Но, может быть, подобные характеристики есть художественно-образное, символическое выражение духовных реалий? Ведь и в Писании, и в богословских текстах встречаются упоминания о «мире сем» и «мире ином», а земная жизнь образно сравнивается со «сном». Действительно, понятие мира в христианской онтологии многозначно, однако все подобные образы не имеют ничего общего с дуалистическими представлениями о двух субстанциальных началах – «мирах» материи и духа, света и тьмы и т. д. Мир как творение в христианстве един, поскольку весь сотворен Богом, тварные вещи различаются лишь природой: бесплотно-духовной или вещественно-материальной.
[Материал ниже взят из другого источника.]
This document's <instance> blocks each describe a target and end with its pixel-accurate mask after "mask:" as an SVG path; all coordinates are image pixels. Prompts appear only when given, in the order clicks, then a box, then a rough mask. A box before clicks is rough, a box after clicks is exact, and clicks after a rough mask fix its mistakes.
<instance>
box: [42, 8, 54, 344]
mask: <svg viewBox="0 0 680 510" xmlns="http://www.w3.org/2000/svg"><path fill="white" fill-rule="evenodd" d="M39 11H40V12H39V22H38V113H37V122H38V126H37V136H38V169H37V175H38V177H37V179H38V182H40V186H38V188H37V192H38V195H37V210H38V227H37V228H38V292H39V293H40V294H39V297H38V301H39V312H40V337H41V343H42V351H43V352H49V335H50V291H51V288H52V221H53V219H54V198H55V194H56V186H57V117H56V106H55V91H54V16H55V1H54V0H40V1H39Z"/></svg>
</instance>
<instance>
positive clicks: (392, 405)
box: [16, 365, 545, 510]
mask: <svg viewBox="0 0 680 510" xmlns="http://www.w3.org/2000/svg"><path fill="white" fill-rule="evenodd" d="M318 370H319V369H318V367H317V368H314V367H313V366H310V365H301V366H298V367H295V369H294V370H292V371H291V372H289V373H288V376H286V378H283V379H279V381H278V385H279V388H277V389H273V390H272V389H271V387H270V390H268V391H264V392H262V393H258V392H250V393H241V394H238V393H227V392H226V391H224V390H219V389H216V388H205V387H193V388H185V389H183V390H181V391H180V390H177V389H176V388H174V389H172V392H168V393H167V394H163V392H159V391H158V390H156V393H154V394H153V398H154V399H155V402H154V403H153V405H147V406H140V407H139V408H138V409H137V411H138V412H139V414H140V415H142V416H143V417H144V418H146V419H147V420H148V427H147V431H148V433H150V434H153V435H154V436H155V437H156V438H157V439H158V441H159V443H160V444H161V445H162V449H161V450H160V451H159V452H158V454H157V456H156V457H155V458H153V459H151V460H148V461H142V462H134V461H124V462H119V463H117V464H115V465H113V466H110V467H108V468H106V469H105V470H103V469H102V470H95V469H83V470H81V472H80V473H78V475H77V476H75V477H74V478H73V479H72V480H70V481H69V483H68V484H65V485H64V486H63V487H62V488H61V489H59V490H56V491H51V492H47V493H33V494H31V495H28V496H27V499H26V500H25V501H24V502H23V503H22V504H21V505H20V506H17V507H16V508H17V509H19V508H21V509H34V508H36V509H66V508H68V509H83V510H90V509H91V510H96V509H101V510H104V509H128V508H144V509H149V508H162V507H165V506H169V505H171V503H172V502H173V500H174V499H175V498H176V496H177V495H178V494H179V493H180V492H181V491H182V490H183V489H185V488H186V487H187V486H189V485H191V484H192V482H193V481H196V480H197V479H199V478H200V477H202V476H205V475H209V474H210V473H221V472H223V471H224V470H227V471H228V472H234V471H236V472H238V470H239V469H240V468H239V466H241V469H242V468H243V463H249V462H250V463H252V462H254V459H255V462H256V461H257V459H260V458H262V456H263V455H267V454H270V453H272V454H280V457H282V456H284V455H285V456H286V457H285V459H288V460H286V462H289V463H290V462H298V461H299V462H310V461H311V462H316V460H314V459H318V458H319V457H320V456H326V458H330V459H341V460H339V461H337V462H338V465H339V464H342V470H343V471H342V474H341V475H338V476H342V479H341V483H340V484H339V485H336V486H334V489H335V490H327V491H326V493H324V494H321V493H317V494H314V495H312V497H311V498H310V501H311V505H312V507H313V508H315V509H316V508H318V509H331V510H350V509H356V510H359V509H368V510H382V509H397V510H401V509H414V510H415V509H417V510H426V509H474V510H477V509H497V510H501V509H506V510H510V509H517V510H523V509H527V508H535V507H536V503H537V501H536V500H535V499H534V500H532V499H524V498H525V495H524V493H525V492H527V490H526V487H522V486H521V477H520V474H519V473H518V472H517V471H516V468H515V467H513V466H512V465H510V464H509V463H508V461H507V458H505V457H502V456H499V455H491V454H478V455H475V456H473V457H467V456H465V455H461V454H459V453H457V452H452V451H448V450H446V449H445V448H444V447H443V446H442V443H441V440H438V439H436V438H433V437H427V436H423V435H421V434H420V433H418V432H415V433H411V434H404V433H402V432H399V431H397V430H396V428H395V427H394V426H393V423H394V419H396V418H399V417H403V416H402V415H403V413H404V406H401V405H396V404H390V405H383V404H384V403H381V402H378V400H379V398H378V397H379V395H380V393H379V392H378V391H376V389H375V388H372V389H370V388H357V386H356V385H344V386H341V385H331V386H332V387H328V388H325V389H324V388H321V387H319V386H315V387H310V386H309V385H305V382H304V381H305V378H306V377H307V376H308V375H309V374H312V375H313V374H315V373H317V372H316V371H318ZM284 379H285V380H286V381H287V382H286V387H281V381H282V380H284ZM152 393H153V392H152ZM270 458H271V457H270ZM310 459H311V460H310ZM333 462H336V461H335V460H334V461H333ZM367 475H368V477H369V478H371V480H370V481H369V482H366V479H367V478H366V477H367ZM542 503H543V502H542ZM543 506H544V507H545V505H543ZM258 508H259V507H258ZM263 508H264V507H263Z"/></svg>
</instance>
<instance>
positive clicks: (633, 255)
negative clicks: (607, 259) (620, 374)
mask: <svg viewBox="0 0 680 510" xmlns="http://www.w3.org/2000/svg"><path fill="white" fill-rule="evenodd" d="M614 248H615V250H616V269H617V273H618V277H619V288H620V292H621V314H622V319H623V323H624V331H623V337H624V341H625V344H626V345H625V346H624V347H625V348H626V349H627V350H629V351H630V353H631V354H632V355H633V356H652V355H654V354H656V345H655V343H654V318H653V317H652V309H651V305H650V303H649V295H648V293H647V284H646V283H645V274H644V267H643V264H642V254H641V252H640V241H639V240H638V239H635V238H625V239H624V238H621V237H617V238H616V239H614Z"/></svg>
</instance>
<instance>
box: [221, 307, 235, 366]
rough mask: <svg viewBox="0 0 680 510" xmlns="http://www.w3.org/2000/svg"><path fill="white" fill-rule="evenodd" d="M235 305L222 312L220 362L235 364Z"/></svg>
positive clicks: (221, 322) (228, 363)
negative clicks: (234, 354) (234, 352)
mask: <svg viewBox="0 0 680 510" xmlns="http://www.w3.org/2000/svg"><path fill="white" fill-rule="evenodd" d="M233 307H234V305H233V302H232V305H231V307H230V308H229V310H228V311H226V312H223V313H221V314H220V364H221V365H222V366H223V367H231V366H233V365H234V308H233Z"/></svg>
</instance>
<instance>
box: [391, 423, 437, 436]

Попытка Шмелева воплотить некую религиозную философию не оказывает заметного влияния на собственно художественную ткань первого тома романа. Цельный характер Дариньки сопротивляется этой «присадке», она остается неординарной, но все же вполне живой, естественной натурой, православным церковным человеком.
Этого уже нельзя сказать о втором томе «Путей небесных», который, напомним, был завершен Шмелевым спустя 11 лет.
Во втором томе Шмелев рисует идиллию сельской, усадебно-дворянской жизни. Заметна ослабленность сюжетной динамики. Если в первом томе были и любовные интриги, и духовная брань, и падения, и победы, то во втором все становится благостно, «хорошо», как часто повторяют герои, уходят коллизии и драматизм реальной жизни. Характеры почти не раскрываются ни в действии, ни в диалоге. Чередуются два ряда описаний (от лица Вейденгаммера и Дариньки в цитатах из «Записки»), где дан, главным образом, анализ их поступков и состояний, разъяснение заменяет собой изображение. По этому поводу И.А. Ильин писал: «В первой части были «вихри» и «соблазны». Во второй – сплошная апология. И в этом есть известная опасность: как бы читатель не оттолкнулся от необходимости пребывать все время в умилении»[47 - Переписка двух Иванов (1935–1946). С. 390.].
Но умиление – не главное. В идиллическом существовании совершаются чудеса и «знамения», всегда благодатные. Конечно, реальный верующий христианин осознает, что он находится в руках промысла Божия, знает, что сверхъестественные энергии способны преобразовать и судьбу, и мир, но воспринимает это спокойно, смиренно и не стремится в любом явлении действительности искать знамения и какой-то тайный смысл. Такое подлинно христианское, трезвенное отношение к чудесному описано Шмелевым в эпизоде, когда мастеровые узнают о явлении святителя Николая Чудотворца: «Виктору Алексеевичу казалось непонятным, почему это чудо принимается этими будничными людьми, для которых оно должно бы выделяться из примелькавшихся служебных мелочей, за обыденное, чему и дивиться нечего… Этот “тот свет” для них просто какой-то “свой”». Но сами-то герои во всем окружающем начинают видеть «тайну» и «чудо». А среди «чудесных» сюжетных линий выделяются весьма сомнительные с православной точки зрения эпизоды. Это, например, история исцеления юродивой Настеньки, которое выглядит странно: ведь юродивые, принявшие вид безумства Христа ради, не психические больные. Смешение двух понятий оставляет у читателя недоумение: вначале несомненная прозорливость Насти побуждает думать, что она – подлинная юродивая, но потом эта девушка, помешавшаяся, как выясняется, из-за несчастной любви, благополучно излечивается. К тому же в романе есть намек, что к ее исцелению таинственно причастна Даринька. Сюжетная линия с драгоценностями тоже носит нездоровый мистический оттенок. Украшения, изготовленные ювелиром-немцем (ставшим в конце жизни чуть ли не православным аскетом) и чудесно сохраненные от похитителей, оказываются «предназначенными» для Дариньки.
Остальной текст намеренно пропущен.